Q. Do you see any positives in other global markets that are heading towards the first stages of recovery?

Knox: “Absolutely, one in two travellers feel optimistic about taking a trip in the next 12 months which is hugely positive. The other half needs reassurance about the flexibility of their booking and the safety precautions that travel, and accommodation suppliers are taking. 

“It seems that globally, travellers are most likely to take trips from April to September this year. According to our data, Latin American and Asia Pacific travellers feel more confident travelling and are likely to take a trip sooner. In contrast North American, European, Middle Eastern and African travellers are likely to wait until July at the earliest.

“Throughout last year, as everyone battled with international travel restrictions, we saw a boom in trips to domestic holiday destinations. The impact of news around vaccinations also had an impact in December, with both domestic and international travel searches peaking at the same time. In Canada we saw a particularly dramatic shift with domestic travel search in October moving from 85% to more of a 50-50 split with international travel search in December 2020.”

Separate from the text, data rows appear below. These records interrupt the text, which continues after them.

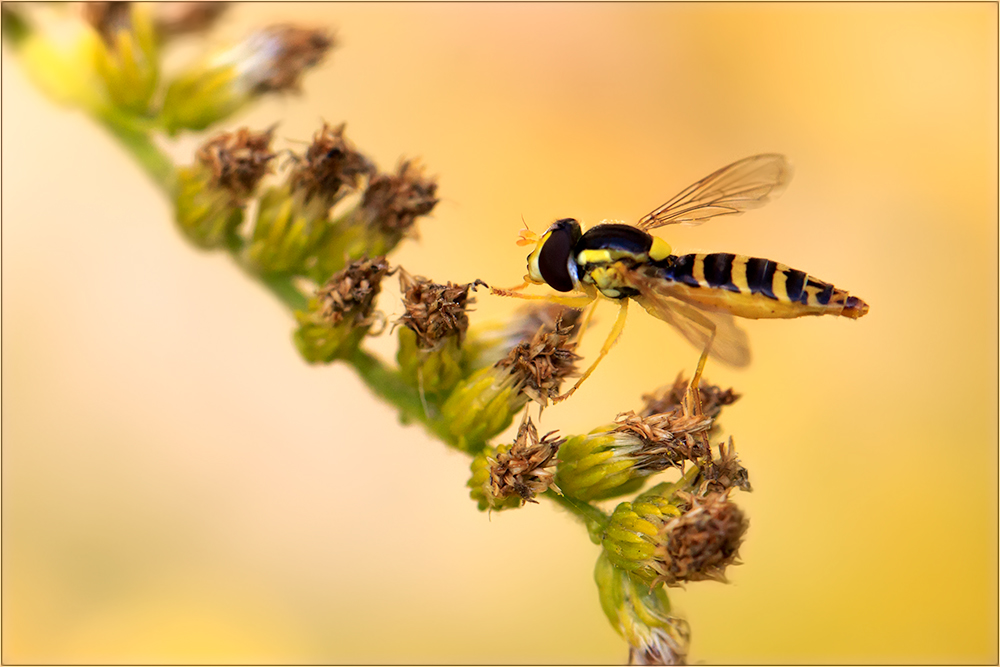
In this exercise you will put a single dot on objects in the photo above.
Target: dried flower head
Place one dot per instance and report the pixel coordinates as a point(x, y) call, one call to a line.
point(724, 473)
point(392, 202)
point(667, 438)
point(341, 314)
point(331, 163)
point(641, 614)
point(524, 468)
point(435, 312)
point(271, 59)
point(238, 161)
point(107, 18)
point(702, 542)
point(540, 365)
point(668, 397)
point(350, 293)
point(178, 18)
point(490, 342)
point(288, 52)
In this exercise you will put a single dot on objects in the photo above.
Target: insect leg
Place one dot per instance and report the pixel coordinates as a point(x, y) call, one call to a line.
point(578, 302)
point(586, 323)
point(693, 393)
point(616, 331)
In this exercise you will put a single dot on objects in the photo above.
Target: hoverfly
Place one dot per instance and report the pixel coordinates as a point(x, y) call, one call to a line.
point(698, 294)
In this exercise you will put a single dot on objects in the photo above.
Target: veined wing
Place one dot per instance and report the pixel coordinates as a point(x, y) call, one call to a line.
point(746, 184)
point(731, 344)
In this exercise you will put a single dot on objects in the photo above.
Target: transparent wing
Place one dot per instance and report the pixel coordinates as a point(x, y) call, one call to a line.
point(731, 345)
point(746, 184)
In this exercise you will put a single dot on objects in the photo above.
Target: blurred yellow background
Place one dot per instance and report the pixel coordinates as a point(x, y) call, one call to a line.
point(179, 486)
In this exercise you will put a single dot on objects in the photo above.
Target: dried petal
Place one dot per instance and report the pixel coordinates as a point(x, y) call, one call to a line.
point(541, 364)
point(331, 162)
point(433, 311)
point(350, 293)
point(668, 397)
point(394, 201)
point(524, 469)
point(238, 160)
point(702, 542)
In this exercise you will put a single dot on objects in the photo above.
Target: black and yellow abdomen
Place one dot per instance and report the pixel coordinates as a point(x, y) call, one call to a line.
point(751, 287)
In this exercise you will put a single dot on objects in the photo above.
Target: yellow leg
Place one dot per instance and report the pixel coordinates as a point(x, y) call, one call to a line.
point(693, 393)
point(578, 302)
point(616, 331)
point(585, 323)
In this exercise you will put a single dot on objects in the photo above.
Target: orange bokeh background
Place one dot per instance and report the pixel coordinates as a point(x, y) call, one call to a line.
point(179, 486)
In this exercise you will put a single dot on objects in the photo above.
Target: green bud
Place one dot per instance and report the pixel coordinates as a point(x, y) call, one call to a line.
point(481, 406)
point(210, 194)
point(433, 371)
point(128, 61)
point(434, 326)
point(271, 59)
point(287, 231)
point(484, 403)
point(479, 484)
point(385, 213)
point(294, 232)
point(613, 460)
point(641, 615)
point(342, 312)
point(632, 534)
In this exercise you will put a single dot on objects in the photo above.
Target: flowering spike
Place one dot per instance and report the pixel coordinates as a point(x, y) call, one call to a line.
point(702, 542)
point(522, 469)
point(293, 228)
point(342, 312)
point(484, 404)
point(211, 193)
point(129, 60)
point(386, 213)
point(269, 60)
point(613, 460)
point(434, 326)
point(641, 615)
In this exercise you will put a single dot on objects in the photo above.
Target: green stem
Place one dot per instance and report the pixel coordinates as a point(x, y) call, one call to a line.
point(14, 26)
point(389, 385)
point(667, 489)
point(140, 144)
point(590, 515)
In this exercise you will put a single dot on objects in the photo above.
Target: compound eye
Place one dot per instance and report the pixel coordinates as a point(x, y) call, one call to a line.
point(553, 260)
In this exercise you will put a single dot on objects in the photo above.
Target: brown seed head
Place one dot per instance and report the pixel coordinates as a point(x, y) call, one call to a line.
point(668, 439)
point(350, 293)
point(541, 364)
point(664, 646)
point(702, 542)
point(434, 311)
point(238, 160)
point(292, 50)
point(107, 18)
point(177, 18)
point(331, 162)
point(544, 315)
point(394, 201)
point(525, 469)
point(668, 397)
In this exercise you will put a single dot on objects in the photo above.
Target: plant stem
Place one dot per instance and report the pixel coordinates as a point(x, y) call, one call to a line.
point(590, 515)
point(139, 143)
point(389, 385)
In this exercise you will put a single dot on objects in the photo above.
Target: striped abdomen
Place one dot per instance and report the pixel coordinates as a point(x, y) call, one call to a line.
point(753, 287)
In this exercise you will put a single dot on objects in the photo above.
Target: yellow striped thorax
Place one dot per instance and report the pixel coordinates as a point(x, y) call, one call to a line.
point(564, 256)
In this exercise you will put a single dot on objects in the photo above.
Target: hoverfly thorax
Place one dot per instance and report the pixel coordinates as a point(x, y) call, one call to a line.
point(551, 261)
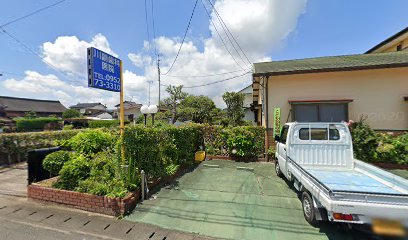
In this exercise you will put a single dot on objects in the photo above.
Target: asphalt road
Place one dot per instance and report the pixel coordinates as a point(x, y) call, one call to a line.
point(21, 218)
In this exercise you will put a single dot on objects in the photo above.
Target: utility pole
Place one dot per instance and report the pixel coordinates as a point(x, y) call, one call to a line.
point(150, 82)
point(158, 73)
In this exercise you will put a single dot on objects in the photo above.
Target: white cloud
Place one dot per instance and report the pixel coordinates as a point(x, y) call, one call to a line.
point(50, 86)
point(259, 26)
point(68, 53)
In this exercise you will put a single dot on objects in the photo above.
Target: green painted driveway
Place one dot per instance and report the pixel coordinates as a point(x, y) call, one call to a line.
point(231, 203)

Q. With all the travel restrictions currently in place, what’s your take on Canada’s travel outlook this summer?

Knox: “While Canadians feel less confident than other countries in the Americas, we’re still seeing almost 60% of Canadian travellers expecting to take a summer trip this year to rejuvenate, get a change of scenery or connect with family and friends.”

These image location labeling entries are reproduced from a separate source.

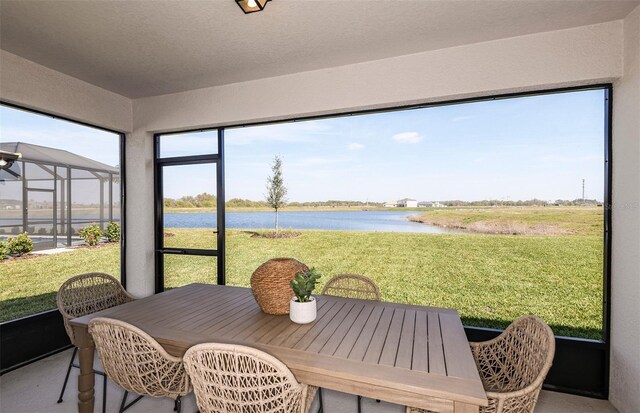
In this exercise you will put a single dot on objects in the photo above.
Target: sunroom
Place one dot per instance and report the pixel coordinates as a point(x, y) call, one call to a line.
point(203, 96)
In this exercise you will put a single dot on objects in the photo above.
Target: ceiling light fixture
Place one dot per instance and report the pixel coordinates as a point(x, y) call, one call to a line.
point(251, 6)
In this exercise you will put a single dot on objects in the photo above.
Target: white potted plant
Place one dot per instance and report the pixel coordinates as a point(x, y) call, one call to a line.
point(302, 307)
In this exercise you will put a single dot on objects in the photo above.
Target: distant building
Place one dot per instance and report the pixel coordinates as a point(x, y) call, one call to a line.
point(407, 203)
point(431, 204)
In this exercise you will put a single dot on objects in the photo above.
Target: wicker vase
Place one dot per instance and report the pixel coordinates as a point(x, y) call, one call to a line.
point(270, 284)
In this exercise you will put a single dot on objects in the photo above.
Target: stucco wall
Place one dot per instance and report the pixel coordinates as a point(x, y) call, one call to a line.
point(567, 57)
point(625, 278)
point(38, 87)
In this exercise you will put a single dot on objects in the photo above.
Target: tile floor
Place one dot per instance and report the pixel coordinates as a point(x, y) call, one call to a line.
point(34, 389)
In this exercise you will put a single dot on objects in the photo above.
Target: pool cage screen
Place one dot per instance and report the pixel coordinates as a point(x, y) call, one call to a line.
point(51, 194)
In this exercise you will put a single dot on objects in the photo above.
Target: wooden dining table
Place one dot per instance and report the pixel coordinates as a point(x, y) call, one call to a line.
point(405, 354)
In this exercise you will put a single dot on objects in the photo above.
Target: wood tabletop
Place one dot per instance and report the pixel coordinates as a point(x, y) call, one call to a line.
point(404, 354)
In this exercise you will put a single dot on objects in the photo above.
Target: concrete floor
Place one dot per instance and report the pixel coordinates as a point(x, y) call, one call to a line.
point(35, 388)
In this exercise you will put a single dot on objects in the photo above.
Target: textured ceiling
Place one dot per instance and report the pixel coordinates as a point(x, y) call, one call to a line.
point(146, 48)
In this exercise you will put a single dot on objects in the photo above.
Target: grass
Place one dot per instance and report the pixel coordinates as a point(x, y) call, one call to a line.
point(490, 279)
point(520, 220)
point(28, 285)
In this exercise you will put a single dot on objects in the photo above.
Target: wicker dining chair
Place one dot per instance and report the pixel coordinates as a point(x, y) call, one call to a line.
point(231, 378)
point(138, 363)
point(85, 294)
point(352, 286)
point(513, 366)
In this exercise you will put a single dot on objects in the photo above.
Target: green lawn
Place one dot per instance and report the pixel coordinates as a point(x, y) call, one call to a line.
point(549, 220)
point(491, 279)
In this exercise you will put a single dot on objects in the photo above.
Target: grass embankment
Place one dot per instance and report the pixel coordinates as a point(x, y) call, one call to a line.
point(285, 209)
point(518, 220)
point(491, 279)
point(28, 285)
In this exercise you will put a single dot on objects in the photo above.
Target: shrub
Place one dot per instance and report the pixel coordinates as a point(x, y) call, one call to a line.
point(4, 250)
point(91, 234)
point(20, 244)
point(113, 232)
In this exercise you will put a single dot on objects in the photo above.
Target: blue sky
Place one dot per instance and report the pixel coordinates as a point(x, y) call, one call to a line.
point(539, 146)
point(20, 126)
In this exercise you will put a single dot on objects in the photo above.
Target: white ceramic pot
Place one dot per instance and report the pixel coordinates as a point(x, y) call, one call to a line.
point(302, 313)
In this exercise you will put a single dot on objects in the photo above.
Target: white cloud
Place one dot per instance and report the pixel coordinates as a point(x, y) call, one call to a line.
point(407, 137)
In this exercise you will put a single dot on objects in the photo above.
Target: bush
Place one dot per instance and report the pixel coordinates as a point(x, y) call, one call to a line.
point(113, 232)
point(20, 244)
point(91, 234)
point(4, 250)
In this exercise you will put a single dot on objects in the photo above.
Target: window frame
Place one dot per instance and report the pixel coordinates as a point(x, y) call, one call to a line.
point(570, 351)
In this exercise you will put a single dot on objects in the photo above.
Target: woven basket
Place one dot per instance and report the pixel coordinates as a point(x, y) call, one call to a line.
point(270, 284)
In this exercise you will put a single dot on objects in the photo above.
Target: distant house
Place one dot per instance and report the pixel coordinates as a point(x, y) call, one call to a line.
point(431, 204)
point(407, 203)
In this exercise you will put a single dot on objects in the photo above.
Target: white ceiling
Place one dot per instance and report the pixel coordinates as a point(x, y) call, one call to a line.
point(145, 48)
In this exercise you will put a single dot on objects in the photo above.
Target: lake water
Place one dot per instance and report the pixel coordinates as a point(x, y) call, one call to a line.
point(378, 221)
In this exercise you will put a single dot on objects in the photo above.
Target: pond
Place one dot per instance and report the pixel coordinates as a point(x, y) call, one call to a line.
point(377, 221)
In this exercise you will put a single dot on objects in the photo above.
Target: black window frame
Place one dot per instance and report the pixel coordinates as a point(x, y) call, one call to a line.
point(158, 164)
point(581, 366)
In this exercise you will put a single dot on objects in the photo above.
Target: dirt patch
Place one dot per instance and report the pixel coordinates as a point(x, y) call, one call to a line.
point(494, 227)
point(20, 257)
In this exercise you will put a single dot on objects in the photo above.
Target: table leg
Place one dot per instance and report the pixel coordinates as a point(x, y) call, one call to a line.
point(86, 379)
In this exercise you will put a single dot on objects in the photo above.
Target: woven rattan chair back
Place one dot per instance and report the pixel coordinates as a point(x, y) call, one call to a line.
point(87, 293)
point(136, 362)
point(238, 379)
point(519, 357)
point(352, 286)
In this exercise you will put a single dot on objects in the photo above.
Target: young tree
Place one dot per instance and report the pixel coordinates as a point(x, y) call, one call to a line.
point(276, 191)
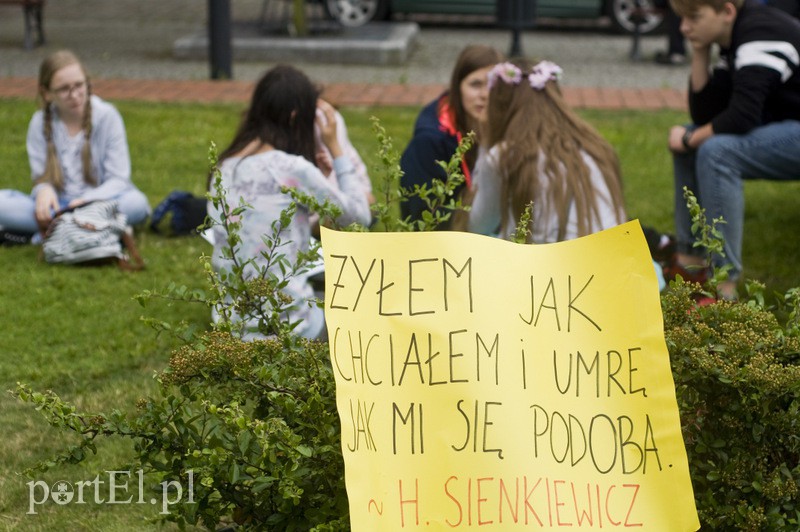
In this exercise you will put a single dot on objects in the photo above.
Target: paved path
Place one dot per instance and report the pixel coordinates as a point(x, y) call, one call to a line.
point(127, 45)
point(340, 94)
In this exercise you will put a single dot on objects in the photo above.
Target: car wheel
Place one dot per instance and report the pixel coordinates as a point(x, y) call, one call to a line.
point(624, 15)
point(353, 13)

Knox also shared five trends for 2021 for the global travel industry as travel, buoyed by the vaccination rollout, starts to rebuild … 

FLEXIBILITY: “Travellers will demand a new era of flexibility: 7 in 10 travellers agree that flexibility – travel insurance and trip protection, full refunds on transportation and accommodation – is a critical part of rebuilding their confidence. Early evidence suggests that the industry is listening. In September, American Airlines, Delta, and United took the major step of permanently eliminating change fees. Shifting traveler expectations will prompt others to follow suit and build more flexibility into their products and services.”

LOYALTY: “The levee will break on loyalty programs:  Airlines and hotel groups have used their loyalty programs to generate cash in response to challenging economic headwinds. As a result, expect a significant surge in travellers booking with the air miles and points they have been unable to use during the pandemic. Once travel returns, there will also be intense competition for reward flights and the value of air miles and loyalty points will fluctuate. Travellers will look to leverage the expertise of travel partners to navigate this complexity.”

TRUSTED ADVICE: “Trusted advice will be a major competitive differentiator: Travellers will seek out trusted brands to help them navigate the complexities of new COVID-19 travel regulations and reward service providers that equip them with quick access to accurate, reliable, up-to-the-minute information on health, hygiene, safety and security.”

EXTENDED STAYS: “Extended stays will explode in popularity: A large proportion of people will forego holidays in the first half of the year and save their allocation for longer trips once the vaccine has been successfully rolled out. Similarly, after 12 months of working flexibly from home, others will opt to take an extended stay – or ‘workcation’ – in another part of the world. Either way, travel companies that specialize in or can flex their products and services to longer-term trips will be well-positioned.”

INNOVATION: “A new wave of innovation will hit the mainstream:  While the pandemic has created challenges for the travel industry, it has also unleashed a new wave of innovation, including virtual assistants, contactless check-in, and virtual-reality hotel walkthroughs. As travel resumes, the adoption of these services will rapidly increase and soon become ‘table stakes’ for providers in the sector. Travel companies that act quickly to embrace these new digital services will reap the rewards; those that don’t will be soon left behind.”